The Deferred Action For Childhood Arrivals program was established in June of 2012 by the Obama administration. The program allows unauthorized immigrants who arrived in this country as minors (generally brought to the US as young children by their parents) to apply for a two-year deferral of deportation and also a work permit. Enrollees have to meet a whole slew of requirements, including (but not limited to) the following:
- Entered the US before their 16th birthday
- Be in school, have graduated high school, or served in the US military
- Currently be under the age of 31
- Not have been convicted of a felony, significant misdemeanor, or three misdemeanors total
And, since there is a large portion of the country who seems to be very concerned about keeping the young people enrolled in DACA from accessing as much opportunity as possible, I will also note the things DACA does not do:
- Provide lawful status
- Establish a path to citizenship
- Make an enrollee eligible for federal welfare
- Make an enrollee eligible for student aid
(Please feel free to take a moment to tell your Fox-News-watching family members that no, the brown kids protected under DACA are not in any way receiving any kind of help from the federal government, because it would be just terrible to help bright students who stayed out of trouble as young people to go to college.)

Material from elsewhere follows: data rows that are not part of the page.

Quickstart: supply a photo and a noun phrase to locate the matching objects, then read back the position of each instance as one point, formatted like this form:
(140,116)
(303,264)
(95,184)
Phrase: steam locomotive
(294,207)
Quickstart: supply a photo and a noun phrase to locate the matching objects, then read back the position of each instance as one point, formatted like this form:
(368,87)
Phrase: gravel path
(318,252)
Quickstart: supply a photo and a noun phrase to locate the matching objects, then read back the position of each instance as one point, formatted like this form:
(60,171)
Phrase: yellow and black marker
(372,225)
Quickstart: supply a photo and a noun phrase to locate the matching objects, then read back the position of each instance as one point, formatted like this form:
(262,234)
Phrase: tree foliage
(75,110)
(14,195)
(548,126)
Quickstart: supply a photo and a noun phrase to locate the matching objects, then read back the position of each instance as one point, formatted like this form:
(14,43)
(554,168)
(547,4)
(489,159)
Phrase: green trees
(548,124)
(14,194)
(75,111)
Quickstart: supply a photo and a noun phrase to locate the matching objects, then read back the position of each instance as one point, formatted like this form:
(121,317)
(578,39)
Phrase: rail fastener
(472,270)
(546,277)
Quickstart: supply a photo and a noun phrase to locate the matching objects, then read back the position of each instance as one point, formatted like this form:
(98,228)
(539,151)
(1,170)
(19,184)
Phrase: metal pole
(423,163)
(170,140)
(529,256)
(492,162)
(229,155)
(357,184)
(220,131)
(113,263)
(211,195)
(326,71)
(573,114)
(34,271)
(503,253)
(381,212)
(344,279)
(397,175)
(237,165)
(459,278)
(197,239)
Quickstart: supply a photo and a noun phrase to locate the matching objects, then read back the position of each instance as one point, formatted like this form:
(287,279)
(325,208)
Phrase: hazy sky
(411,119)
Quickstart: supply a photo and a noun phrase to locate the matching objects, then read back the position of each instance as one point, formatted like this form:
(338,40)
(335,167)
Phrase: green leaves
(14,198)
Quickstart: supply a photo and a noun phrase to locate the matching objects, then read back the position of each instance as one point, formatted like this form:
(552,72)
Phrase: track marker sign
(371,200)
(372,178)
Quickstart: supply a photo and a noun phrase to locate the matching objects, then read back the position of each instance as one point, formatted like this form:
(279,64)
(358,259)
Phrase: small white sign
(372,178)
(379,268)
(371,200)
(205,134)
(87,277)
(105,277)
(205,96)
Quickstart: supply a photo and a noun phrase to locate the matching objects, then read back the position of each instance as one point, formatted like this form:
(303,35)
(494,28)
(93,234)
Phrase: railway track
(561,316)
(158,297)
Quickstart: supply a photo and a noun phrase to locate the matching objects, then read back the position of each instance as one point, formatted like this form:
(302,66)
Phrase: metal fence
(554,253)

So, if not any of the above, what are some of the actual benefits of DACA?
- Increased the wages and labor force participation of DACA-eligible immigrants
- Reduced the number of unauthorized immigrant households living in poverty
- Improved the mental health outcomes for DACA-eligible immigrants & their families
And the best part? DACA made the lives of millions of people better without negatively impacting the native-born US population. Nobody has been able to find evidence that it “takes away jobs” from US citizens, and indeed, most economists agree DACA is good for the US economy.
So why end DACA?
Like most things the Trump administration does, the ending of DACA seems to be mostly driven by the urge to undo everything the black guy did. Additionally, some of our favorite Southern conservative states, those which rely far more on government aid than the coastal liberal ones (this is one of my favorite facts, you guys), threatened to sue the administration over the legality of DACA.
The administration has also said it ended the executive-branch-driven DACA to pressure Congress to establish a permanent legislative solution. It’s only 800,000 lives they’re playing chicken with. No big.

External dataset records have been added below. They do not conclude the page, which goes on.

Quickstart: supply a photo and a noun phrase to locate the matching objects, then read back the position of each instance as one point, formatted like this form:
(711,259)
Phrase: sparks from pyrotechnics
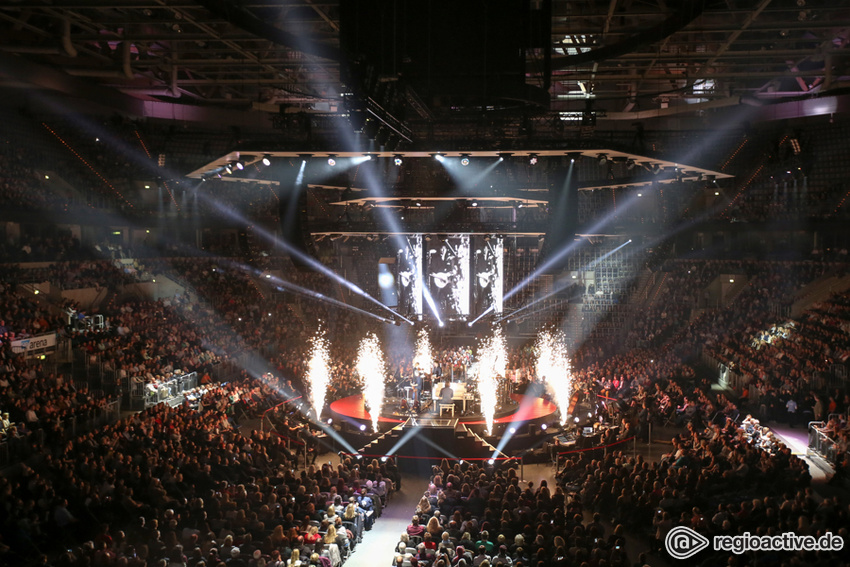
(423,355)
(373,372)
(553,365)
(492,363)
(319,370)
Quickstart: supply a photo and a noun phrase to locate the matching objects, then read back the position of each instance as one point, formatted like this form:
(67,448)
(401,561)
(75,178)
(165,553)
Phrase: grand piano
(459,394)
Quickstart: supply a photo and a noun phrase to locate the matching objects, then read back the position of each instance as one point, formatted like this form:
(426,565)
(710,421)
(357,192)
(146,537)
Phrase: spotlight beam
(471,323)
(564,286)
(542,268)
(387,216)
(312,262)
(321,297)
(408,435)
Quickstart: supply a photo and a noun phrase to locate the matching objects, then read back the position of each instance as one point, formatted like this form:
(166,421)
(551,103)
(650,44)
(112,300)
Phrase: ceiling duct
(245,19)
(687,13)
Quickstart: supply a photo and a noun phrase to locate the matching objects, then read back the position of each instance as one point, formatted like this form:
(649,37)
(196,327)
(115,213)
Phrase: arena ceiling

Is a legislative solution possible?
Unclear! A piece of legislation that establishes a (long, complicated) path to citizenship for unauthorized immigrants who arrived in the US as children has been introduced in Congress multiple times since 2001. Called the DREAM – Development, Relief, and Education for Alien Minors – Act, it’s the root of the common term for DACA-eligible immigrants: DREAMers.
There are many members of Congress – those filled with an ugly hate that I simply cannot fathom, no matter how much I try to understand – who cheer the end of DACA. Rep Steve King (R-IA) is upset that it doesn’t throw nearly a million lives into chaos immediately instead of in six months, in which time many young people who have only known the US and often speak only English could have the chance to, you know, prepare for the worst.
There are (a little more) moderate Republicans, like Senators Lisa Murkowski (R-AK), Lindsey Graham, (R-SC), and Jeff Flake (R-AZ) , who are in favor of a legislative solution. President Trump committed to Democratic leadership last week that he would sign the DREAM Act if it landed on his desk this fall.
In response to the President’s ending of DACA, Senator Dick Durbin (D-IL), who introduced the first iteration of the DREAM Act in 2001, recommended the bill be brought up again immediately. Senate Minority Leader Chuck Schumer (D-NY), called on Republican leadership to call it for a standalone up or down vote.
If the DREAM Act doesn’t come up as a standalone, it’s likely that Democrats will attach it as an amendment to a variety of bills this fall. Ultimately, it may end up as part of the bill to fund the government that needs to come up in December, setting up a Congressional showdown as 800,000 lives hang in the balance.